Sinsky transitioned in her career from doing outreach to people experiencing homelessness to working to create paths out of it.

“I know that outreach, emergency shelters, transitional housing — those are all critical parts of the response to homelessness,” she said. “But personally I had to be involved in creating the resources that enable a pipeline from street outreach engagement into stable permanent housing. Without that, street outreach doesn’t work.”

There may be no better representation of what Sinsky is talking about than Cleveland Commons in Bend. It’s the new permanent supportive housing apartments for the chronically homeless. Sinsky and others worked on it for five years. It has 33 units. There’s a staff member onsite. There are supports to help people succeed. It was the first development of its kind in Central Oregon.

A conversation with a reader impelled us to talk with Sinsky. He was a feast of frustration with the lack of progress on homelessness. It made us wonder about the gap between where Central Oregon is and where it needs to be. We wanted to talk to a series of people to understand that better and share it with you.

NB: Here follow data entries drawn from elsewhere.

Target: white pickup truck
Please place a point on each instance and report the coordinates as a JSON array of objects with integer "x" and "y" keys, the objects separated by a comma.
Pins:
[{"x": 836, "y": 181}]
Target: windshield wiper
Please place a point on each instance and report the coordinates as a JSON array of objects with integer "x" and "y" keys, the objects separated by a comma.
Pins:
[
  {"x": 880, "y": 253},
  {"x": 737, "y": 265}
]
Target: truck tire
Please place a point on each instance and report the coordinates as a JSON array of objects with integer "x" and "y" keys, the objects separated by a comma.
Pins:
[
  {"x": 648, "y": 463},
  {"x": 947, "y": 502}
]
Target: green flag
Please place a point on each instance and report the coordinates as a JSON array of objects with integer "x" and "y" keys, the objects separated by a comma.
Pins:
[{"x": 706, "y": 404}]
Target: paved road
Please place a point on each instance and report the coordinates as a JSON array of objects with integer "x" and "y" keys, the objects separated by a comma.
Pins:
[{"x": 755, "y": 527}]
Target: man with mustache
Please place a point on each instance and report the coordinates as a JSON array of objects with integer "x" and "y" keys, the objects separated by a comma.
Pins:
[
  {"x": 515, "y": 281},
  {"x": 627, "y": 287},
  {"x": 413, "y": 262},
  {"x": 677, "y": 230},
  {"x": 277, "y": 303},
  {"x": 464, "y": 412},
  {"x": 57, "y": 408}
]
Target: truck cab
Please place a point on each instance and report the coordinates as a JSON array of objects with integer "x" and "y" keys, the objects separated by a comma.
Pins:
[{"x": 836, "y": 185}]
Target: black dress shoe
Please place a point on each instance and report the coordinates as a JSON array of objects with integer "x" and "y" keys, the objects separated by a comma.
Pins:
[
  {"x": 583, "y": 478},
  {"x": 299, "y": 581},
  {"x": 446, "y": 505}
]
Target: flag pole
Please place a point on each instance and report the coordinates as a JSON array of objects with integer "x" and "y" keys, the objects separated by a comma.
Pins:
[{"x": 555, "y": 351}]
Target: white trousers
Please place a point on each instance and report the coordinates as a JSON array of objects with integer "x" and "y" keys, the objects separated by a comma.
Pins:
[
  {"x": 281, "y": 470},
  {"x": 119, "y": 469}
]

Sinsky is the first.

The gap is disquieting because of the magnitude.

“Looking at the numbers we would need approximately 10 more Cleveland Commons,” Sinsky said. “The number of people who need that level of support is going to rise because of the aging population. Building 10 more Cleveland Commons would be great. It would also be super expensive and take a long time. It’s taken four or five years to get Cleveland off the ground.”

Sinsky said the community is going to need a broad, creative array of affordable options, tiered to different levels of support and the funding to pay for them — or the problem will get worse.

Beyond Cleveland Commons, FUSE has been able to help more than 200 people permanently exit homelessness. It has many other initiatives. It pays the ongoing rent for nine households that are medically vulnerable that it helped move from Juniper Ridge.

“All nine of them have been doing great,” Sinsky said. “They don’t need a whole lot. They just needed a place to be stable. Federal funding threatens to dry up. It just makes me really concerned about their future and the future of Central Oregon.”